There was no practical use for the mask. Yet, its familiar leather press against his face was comforting in a way that nothing else could be, in a way that no one else could understand. Even the chafing, the constant rub against his skin (skin that used to be paper thin and cold as ice), still felt like pleasure. As the days progressed, he fell back into easy use of it, and it helped to feel how his breath blew back on him as he composed, as he breathed. He had often wondered if the sensation of the lack of breath would be the last thing he registered as he died.
The house on the lake was still standing, but except for the myriad defenses and traps, the majority of it was destroyed. He'd spent the better half of a day alternating between rage and dogged destructive determination. The former, he recognized; the latter... he forgot altogether and knew only of it when he came back to himself again.

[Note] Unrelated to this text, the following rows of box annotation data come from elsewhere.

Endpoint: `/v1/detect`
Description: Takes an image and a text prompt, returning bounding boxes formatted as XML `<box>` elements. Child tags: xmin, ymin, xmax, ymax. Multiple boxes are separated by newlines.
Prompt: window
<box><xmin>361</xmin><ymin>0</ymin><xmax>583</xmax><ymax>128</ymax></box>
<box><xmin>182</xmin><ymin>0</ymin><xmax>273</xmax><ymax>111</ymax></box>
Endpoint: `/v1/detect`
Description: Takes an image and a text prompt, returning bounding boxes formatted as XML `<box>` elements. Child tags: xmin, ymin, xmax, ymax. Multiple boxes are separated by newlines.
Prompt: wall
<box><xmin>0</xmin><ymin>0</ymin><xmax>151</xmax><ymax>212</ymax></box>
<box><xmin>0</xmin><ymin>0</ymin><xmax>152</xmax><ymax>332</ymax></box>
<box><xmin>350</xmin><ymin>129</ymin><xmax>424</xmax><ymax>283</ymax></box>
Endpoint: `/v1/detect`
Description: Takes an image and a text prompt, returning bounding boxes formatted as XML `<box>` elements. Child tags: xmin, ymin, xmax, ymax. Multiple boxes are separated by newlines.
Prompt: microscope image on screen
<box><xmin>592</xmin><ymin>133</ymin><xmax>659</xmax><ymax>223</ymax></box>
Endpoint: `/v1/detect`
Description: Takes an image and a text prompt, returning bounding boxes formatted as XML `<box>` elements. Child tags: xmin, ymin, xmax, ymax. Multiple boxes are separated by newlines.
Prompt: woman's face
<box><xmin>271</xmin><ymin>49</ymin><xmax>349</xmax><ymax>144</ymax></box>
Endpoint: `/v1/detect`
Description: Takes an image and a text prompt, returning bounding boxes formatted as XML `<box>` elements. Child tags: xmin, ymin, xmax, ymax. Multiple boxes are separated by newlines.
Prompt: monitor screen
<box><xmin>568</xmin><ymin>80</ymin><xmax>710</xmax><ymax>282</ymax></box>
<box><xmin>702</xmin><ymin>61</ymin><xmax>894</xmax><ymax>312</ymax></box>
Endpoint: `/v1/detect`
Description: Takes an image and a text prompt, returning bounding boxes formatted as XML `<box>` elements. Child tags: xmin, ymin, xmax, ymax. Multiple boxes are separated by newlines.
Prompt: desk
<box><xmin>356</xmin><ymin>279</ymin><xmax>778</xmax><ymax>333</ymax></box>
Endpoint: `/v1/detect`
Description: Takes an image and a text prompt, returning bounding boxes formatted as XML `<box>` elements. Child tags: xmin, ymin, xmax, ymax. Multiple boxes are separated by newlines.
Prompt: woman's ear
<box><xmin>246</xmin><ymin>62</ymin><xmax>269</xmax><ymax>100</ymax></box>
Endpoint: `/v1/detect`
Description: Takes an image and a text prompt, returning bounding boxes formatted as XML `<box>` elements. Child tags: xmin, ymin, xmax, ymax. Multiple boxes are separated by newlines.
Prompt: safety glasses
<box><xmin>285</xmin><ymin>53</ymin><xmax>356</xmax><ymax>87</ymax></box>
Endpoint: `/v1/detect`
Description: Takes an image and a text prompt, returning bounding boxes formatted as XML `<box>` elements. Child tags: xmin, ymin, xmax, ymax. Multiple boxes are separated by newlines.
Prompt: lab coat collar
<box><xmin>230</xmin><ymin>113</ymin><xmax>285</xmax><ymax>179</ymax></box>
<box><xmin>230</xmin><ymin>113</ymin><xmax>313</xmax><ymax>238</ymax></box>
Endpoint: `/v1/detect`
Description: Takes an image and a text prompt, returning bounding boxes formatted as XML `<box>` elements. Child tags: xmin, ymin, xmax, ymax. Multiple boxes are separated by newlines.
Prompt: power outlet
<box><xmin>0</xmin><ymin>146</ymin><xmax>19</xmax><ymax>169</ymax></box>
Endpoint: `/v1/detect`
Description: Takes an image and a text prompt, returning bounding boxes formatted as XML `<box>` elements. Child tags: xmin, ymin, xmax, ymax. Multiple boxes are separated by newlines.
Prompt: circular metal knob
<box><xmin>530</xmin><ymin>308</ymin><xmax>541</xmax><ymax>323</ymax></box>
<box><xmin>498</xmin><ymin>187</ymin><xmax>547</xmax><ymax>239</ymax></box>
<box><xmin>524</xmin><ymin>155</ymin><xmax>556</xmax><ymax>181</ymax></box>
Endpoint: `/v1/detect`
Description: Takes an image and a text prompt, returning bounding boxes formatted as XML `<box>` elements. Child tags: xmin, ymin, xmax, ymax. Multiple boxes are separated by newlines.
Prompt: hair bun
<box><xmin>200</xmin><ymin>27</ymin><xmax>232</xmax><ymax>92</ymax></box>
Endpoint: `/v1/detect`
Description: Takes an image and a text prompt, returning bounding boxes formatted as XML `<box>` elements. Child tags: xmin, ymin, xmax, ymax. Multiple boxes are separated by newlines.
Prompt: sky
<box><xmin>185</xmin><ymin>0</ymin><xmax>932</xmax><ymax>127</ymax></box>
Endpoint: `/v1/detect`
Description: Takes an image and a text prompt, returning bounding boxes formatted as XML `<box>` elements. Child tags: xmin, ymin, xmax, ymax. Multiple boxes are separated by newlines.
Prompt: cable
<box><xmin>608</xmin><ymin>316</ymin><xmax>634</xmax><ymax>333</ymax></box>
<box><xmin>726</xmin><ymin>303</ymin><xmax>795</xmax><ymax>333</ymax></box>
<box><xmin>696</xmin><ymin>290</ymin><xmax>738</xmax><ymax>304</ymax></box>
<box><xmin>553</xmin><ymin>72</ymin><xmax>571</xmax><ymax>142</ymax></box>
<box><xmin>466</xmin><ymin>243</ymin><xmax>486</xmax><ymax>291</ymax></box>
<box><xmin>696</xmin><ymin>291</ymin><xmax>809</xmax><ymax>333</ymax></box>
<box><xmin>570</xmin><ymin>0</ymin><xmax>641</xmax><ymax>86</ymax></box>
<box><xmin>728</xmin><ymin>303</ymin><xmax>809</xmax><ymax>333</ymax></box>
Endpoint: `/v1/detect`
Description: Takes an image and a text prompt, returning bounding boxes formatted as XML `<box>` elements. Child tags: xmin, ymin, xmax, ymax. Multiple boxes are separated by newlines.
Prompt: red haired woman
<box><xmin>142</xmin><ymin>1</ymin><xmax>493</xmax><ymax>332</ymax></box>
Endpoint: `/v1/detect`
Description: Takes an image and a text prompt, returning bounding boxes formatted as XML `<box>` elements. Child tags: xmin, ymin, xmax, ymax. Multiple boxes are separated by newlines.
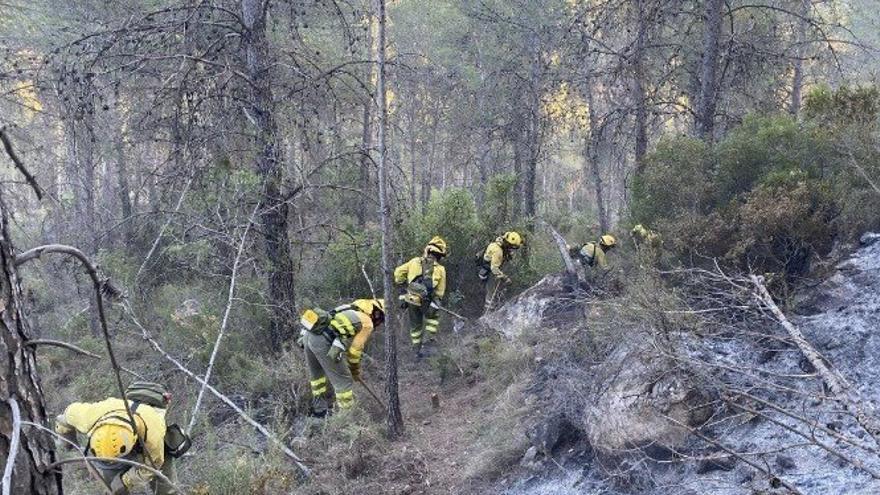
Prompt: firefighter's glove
<box><xmin>348</xmin><ymin>364</ymin><xmax>361</xmax><ymax>382</ymax></box>
<box><xmin>296</xmin><ymin>328</ymin><xmax>308</xmax><ymax>349</ymax></box>
<box><xmin>327</xmin><ymin>339</ymin><xmax>345</xmax><ymax>363</ymax></box>
<box><xmin>110</xmin><ymin>476</ymin><xmax>128</xmax><ymax>495</ymax></box>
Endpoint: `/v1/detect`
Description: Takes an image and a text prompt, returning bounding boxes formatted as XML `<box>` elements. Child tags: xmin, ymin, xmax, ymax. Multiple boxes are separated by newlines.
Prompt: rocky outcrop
<box><xmin>582</xmin><ymin>336</ymin><xmax>712</xmax><ymax>452</ymax></box>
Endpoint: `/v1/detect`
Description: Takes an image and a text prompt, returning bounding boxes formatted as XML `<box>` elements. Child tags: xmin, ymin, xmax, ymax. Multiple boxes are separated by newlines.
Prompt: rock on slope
<box><xmin>496</xmin><ymin>235</ymin><xmax>880</xmax><ymax>495</ymax></box>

It helped. He thought it helped. It certainly fit his mood, and there was something to be said about that. Yes, there was something to be said about that, indeed.

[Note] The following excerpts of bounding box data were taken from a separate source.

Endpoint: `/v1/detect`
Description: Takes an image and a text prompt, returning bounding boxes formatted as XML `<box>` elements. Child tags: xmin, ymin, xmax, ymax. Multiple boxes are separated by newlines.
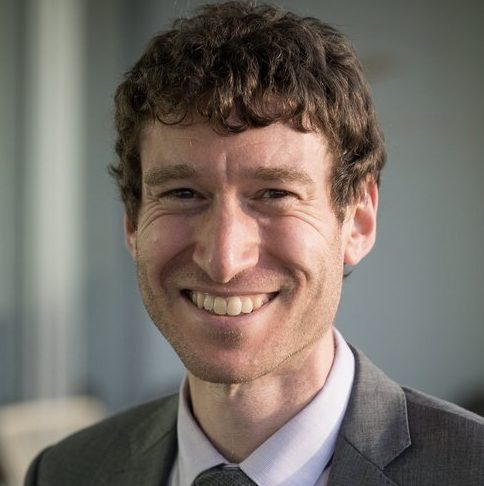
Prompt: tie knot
<box><xmin>193</xmin><ymin>466</ymin><xmax>257</xmax><ymax>486</ymax></box>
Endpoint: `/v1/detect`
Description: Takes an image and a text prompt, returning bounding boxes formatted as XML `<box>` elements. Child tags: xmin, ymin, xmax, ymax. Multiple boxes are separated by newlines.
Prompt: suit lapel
<box><xmin>96</xmin><ymin>396</ymin><xmax>178</xmax><ymax>486</ymax></box>
<box><xmin>328</xmin><ymin>348</ymin><xmax>411</xmax><ymax>486</ymax></box>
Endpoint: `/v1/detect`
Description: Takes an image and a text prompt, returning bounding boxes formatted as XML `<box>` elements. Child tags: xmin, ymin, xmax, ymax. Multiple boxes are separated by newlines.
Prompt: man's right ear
<box><xmin>124</xmin><ymin>213</ymin><xmax>138</xmax><ymax>260</ymax></box>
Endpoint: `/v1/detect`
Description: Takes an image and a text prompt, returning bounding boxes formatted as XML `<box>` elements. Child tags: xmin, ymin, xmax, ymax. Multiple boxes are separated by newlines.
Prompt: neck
<box><xmin>188</xmin><ymin>331</ymin><xmax>334</xmax><ymax>463</ymax></box>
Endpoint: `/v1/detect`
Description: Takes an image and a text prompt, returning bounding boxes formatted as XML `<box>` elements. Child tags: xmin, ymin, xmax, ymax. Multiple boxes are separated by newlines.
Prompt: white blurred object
<box><xmin>0</xmin><ymin>396</ymin><xmax>106</xmax><ymax>486</ymax></box>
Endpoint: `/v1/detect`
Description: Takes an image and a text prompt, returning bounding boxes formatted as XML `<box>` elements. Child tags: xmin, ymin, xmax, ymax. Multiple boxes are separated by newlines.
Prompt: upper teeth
<box><xmin>190</xmin><ymin>290</ymin><xmax>269</xmax><ymax>316</ymax></box>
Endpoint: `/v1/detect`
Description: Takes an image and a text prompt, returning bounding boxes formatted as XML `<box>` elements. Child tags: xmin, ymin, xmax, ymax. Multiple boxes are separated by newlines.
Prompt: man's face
<box><xmin>126</xmin><ymin>123</ymin><xmax>370</xmax><ymax>383</ymax></box>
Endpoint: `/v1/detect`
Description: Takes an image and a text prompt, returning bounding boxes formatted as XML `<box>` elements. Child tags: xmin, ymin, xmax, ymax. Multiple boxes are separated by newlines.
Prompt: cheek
<box><xmin>137</xmin><ymin>216</ymin><xmax>194</xmax><ymax>265</ymax></box>
<box><xmin>263</xmin><ymin>218</ymin><xmax>343</xmax><ymax>274</ymax></box>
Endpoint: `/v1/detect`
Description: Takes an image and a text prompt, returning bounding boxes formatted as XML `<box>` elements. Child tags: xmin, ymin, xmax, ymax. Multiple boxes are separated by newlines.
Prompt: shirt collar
<box><xmin>175</xmin><ymin>330</ymin><xmax>355</xmax><ymax>486</ymax></box>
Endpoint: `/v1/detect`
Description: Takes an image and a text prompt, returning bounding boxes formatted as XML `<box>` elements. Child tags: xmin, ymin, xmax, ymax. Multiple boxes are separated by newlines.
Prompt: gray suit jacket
<box><xmin>25</xmin><ymin>350</ymin><xmax>484</xmax><ymax>486</ymax></box>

His personal care had devolved into infrequent dips in his ice cold lake, haphazardly drying himself with whatever fabric he passed by, and then slicking his hair back before returning to whatever he could use to keep his hands busy. He'd have descended into a morphine haze by now, had a certain meddlesome doctor not removed all traces of it from every residence he held. To return to the over-bright world above, even for that milky respite, was a pressure too heavy for him to endure. He remained in his home, then, filling it to brimming with the echoing inside his chest - the sound of someone absent and the rage and longing and desire --
One of his defenses signalled - a high, insistent chiming that said someone was at his door. He left his bow on the table and, with violin still balanced on his collarbone, walked to the mantle where two ornate brass carvings waited for his decision. He could turn the grasshopper -- or the scorpion. Under the command of one, a trapdoor would open smoothly, dropping whoever knocked at his door into a series of mirrored rooms, designed to heat the occupant to delirium, madness, and finally death. The other... The other would simply open the door. He'd long ago disabled the mechanism that would flood the house completely. Those had been happier days.
But from somewhere inside his mind, he retrieved the knowledge that there were only two living people in the City who knew enough to come this far. One, he could easily destroy. The other.. Erik's hand paused over the grasshopper. Slowly, it slid through the air and finally turned the scorpion. Let the poison of the world course inside, then - the worse and better of the two options.
Erik wearily walked through the series of hidden doors and wall passages until he was - to the observer's eye - suddenly in the antechamber of his home - the same room to which the front door opened.
Erik's dull eyes showed little surprise when he beheld the doctor - but his blood raced and sent more than a little emotion through the side of his face that was visible when he saw what Hannibal dragged in behind him.
Words were stuck in the back of his throat, so heavy was his rage.